In ongoing work we have simulated networks that instantiate flexible feedback control. So we know this class of networks can do so. However, we do not include any of those simulations because they are beyond the scope of the present study.
Reviewer #1 (Recommendations for the authors):
1. Was the torque applied by the animals to the handle measured at each speed and is an estimate of the handle's damping ratio available?
We did initially use a torque sensor inline with the motor. However, we found torque records to be unhelpful in assessing what one really cares about: the force produced by the monkey’s own muscles. In retrospect this is kind of obvious. For example, on the way ‘back up’ to the top of the cycle, measured torque greatly underestimates muscle force, much of which is being ‘spent’ lifting the arm against gravity. The opposite happens on the way down. Our solution to this was simple: record the muscle activity itself.
Regarding viscosity, we assume the reviewer wishes to know because, if viscosity were high, that would make cycling very difficult at high speeds. This is a good point, and we should have clarified that the added viscosity was quite modest.
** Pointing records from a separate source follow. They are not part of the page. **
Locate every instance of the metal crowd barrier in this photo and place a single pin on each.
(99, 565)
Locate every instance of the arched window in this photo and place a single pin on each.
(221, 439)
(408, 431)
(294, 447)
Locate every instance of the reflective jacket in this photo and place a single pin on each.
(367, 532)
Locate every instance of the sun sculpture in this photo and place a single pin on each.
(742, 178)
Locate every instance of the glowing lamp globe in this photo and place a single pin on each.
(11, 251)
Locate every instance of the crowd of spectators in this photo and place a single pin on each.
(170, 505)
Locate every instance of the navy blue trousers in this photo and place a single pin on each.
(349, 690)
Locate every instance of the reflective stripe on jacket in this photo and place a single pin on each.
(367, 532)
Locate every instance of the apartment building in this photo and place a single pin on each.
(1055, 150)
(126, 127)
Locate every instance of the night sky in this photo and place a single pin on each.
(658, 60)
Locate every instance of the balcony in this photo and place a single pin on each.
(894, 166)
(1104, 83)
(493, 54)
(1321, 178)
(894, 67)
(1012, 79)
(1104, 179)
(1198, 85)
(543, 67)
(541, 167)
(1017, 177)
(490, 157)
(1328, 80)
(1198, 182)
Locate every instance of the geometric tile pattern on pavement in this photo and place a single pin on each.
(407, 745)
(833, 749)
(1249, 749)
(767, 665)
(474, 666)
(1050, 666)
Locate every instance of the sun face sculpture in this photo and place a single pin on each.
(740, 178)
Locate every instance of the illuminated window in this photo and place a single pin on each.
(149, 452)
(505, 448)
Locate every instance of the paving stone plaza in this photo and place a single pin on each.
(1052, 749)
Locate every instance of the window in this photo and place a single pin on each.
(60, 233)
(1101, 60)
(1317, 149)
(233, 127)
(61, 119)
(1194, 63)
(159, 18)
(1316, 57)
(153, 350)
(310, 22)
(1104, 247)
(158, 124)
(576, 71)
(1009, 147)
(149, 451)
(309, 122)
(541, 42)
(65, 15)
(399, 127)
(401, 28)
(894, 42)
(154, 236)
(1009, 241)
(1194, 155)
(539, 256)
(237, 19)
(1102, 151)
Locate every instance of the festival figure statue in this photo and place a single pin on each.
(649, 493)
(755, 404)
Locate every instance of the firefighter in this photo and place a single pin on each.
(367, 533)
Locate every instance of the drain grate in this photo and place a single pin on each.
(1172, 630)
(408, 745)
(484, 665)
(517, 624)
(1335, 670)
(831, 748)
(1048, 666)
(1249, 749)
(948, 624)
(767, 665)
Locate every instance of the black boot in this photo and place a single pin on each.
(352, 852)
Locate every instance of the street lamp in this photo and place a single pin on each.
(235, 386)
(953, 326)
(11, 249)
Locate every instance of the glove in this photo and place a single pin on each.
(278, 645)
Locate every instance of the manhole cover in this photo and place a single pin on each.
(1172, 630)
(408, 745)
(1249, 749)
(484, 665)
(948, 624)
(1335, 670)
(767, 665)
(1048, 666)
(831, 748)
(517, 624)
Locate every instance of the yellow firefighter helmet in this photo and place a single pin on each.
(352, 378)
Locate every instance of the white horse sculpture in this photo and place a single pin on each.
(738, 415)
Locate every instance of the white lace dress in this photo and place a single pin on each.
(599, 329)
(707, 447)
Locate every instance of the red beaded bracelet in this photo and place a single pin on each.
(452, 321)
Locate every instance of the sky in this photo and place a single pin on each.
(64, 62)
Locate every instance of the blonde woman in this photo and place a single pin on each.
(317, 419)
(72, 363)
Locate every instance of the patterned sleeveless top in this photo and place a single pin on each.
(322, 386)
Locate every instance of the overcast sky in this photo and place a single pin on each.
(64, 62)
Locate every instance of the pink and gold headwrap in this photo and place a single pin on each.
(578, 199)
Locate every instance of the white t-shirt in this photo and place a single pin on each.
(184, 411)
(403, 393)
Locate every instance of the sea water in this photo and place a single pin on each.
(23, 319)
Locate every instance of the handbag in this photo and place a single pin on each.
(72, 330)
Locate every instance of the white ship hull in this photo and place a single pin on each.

We didn’t add viscosity to increase effort. Indeed, top speed is limited by neuromuscular control within the arm itself, rather than by the apparatus. We just added a little viscosity to make the pedal feel natural. One wants to feel a bit of resistance, else it feels like cycling on an ice rink. It is hard to explain without trying it yourself but it really does feel better with just a bit of added viscosity. Importantly, this was modest and wasn’t what limited the ability to cycle quickly. To clarify, we have added the following to the Methods:
“Artificial viscosity and mass were the same as in CITE RUSSO ET AL. 2018 and 2020 and modestly supplemented the natural viscosity of the motor and inertia of the apparatus. With no added viscosity and mass the apparatus tended to feel slightly ‘slippery’ and ‘floppy; we found the device felt more natural to manipulate with these added forces. Added viscosity was modest and thus not the primary limiting factor on top speed, which appeared (both in the monkeys and when we tried it) to be limited to not much more than 3 Hz by factors intrinsic to the neuromuscular control of the arm.”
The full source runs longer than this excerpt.